Um culto mais alargado dos Nurse começou depois da edição de dois álbuns essenciais, Spiral Insana (1984) é um tilintar magistral rítmico, junto com estocadas de órgão e atmosferas que soam como uma banda sonora para um filme de terror de John Carpenter. É uma suite cinemática cativante de música instrumental. Soliloquy For Lilith (1986), por outro lado, é uma extensa série de drones.

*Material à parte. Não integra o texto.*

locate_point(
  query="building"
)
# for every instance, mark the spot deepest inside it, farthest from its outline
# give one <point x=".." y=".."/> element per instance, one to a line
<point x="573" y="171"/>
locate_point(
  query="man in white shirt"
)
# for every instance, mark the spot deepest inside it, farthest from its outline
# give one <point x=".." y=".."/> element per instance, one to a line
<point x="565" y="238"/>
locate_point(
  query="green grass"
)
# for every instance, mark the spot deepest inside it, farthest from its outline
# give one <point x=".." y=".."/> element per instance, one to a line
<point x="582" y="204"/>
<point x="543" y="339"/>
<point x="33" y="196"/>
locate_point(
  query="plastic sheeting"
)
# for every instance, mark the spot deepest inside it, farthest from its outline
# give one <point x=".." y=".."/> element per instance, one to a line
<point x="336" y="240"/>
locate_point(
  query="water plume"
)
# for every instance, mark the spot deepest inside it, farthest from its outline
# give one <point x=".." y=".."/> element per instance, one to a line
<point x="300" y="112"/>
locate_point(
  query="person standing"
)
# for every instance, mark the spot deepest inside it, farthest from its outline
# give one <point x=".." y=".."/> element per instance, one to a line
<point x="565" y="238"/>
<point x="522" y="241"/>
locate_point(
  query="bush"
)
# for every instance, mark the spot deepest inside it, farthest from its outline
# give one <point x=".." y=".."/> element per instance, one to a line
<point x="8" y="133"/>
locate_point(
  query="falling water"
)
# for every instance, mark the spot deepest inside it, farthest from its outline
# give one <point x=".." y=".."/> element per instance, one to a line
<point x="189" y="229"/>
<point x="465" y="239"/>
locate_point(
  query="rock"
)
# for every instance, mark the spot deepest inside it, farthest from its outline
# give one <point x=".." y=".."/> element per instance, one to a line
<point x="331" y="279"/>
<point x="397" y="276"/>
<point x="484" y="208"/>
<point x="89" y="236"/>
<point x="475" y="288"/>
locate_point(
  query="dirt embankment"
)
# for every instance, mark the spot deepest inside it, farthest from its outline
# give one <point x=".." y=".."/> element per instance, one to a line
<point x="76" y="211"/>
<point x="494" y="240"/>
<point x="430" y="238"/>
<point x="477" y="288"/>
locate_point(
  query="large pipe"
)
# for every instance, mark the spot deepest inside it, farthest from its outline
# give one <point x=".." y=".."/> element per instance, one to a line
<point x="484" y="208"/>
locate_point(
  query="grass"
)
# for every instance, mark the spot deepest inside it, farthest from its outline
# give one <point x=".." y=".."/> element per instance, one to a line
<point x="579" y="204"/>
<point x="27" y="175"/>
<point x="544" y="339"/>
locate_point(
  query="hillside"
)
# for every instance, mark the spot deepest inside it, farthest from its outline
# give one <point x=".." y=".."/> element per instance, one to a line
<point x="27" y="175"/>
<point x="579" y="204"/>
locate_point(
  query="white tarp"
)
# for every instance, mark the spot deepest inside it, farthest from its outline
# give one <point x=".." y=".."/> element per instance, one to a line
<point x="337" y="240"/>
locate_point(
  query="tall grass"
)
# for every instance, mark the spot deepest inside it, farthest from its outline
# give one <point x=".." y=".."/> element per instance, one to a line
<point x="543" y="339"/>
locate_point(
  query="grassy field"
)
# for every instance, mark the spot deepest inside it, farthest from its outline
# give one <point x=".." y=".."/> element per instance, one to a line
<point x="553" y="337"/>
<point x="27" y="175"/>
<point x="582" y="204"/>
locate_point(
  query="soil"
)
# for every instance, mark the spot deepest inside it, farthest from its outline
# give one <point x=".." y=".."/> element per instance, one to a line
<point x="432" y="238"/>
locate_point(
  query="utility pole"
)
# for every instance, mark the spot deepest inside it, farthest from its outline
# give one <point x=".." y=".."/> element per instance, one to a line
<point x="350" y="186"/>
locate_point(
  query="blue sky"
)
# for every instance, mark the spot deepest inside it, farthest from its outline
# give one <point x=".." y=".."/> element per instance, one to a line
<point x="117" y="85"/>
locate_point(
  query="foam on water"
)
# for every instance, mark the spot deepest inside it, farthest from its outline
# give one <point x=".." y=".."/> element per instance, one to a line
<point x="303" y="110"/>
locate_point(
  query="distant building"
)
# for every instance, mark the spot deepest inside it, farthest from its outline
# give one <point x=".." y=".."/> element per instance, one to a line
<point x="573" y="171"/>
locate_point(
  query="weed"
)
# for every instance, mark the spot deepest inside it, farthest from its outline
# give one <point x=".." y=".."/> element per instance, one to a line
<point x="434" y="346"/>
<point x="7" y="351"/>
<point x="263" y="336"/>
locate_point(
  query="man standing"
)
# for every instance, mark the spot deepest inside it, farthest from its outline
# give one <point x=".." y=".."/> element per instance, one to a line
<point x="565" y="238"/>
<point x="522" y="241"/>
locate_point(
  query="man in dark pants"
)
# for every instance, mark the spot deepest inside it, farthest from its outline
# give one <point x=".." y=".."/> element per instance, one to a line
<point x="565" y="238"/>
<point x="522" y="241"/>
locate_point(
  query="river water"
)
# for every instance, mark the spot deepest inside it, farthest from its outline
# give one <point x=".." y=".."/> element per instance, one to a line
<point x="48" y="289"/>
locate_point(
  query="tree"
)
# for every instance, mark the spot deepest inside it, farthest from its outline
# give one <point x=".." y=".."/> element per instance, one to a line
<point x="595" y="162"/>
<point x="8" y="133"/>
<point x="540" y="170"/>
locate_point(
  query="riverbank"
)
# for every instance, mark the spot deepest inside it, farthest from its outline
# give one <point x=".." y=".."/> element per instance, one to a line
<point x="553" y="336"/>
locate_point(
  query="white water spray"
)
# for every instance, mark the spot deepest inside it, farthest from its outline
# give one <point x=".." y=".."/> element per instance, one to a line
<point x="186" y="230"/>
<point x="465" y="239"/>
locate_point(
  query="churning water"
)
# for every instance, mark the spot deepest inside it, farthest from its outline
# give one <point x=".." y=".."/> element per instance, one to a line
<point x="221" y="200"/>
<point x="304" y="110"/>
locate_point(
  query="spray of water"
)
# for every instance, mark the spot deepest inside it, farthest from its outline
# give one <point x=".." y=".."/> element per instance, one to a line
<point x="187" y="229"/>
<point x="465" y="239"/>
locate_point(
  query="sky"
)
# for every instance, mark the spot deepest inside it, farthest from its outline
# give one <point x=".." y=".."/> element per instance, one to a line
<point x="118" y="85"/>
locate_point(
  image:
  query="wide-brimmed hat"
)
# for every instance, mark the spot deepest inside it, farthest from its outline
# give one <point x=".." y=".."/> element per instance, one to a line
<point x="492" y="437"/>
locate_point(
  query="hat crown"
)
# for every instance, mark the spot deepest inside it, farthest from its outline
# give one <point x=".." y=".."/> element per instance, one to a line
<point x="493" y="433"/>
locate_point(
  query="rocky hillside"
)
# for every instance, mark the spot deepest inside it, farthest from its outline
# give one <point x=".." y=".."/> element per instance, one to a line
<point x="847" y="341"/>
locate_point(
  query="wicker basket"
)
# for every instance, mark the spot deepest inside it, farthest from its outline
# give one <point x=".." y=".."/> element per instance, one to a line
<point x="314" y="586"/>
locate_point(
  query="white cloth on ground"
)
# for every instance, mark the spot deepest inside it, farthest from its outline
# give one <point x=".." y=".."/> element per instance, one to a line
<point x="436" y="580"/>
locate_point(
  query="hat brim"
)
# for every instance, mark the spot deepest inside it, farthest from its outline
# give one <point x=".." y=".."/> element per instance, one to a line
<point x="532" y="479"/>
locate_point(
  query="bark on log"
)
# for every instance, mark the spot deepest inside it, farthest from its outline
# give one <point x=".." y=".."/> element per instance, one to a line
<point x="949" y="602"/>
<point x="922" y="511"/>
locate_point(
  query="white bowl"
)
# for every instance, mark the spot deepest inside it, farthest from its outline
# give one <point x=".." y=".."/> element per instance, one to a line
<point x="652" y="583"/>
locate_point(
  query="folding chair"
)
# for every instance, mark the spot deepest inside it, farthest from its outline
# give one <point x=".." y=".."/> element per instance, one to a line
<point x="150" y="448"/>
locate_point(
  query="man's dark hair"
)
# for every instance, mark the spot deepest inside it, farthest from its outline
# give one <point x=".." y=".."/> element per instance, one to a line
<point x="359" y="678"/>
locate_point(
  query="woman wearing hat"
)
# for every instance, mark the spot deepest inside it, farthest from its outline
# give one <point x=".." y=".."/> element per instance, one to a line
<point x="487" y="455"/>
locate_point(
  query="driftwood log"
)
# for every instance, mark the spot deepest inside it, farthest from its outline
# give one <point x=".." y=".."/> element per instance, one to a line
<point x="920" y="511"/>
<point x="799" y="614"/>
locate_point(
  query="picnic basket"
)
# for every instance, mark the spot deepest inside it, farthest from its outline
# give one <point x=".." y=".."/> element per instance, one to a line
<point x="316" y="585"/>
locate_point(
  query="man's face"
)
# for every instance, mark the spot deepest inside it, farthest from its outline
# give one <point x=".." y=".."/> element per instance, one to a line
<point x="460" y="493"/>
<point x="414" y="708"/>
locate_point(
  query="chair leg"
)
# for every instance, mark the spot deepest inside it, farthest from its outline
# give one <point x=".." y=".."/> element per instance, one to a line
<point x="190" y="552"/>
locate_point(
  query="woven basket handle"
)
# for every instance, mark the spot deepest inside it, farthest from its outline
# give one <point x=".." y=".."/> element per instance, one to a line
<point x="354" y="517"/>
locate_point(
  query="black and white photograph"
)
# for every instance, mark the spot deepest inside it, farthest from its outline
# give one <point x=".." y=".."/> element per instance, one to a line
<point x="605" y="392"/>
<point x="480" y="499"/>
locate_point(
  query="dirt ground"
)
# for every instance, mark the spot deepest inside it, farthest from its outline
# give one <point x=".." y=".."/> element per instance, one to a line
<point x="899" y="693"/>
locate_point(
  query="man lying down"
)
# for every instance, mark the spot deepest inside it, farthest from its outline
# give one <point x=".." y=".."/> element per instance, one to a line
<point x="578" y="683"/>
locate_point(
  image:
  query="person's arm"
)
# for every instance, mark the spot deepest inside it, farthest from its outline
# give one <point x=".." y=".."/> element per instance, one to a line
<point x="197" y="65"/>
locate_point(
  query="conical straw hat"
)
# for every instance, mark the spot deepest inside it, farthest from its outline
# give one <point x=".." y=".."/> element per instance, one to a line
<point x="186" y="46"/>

"Esses foram os dias antes de terem colocado portas de barulho nos pedais de efeitos", lembra Stapleton com deleite, "e os ruídos extraterrestres que eles geravam podiam viajar de um pedal para outro. Se fizesses um loop de 15 pedais, um podia tocar até ao seguinte e assim continuar até construirem uma textura e um ritmo por eles próprios. Eram tão sensíveis que se fosse a algum lado por perto deles com a tua mão podias tocá-los como se fossem um theremin. Foi assim que Soliloquy foi feito".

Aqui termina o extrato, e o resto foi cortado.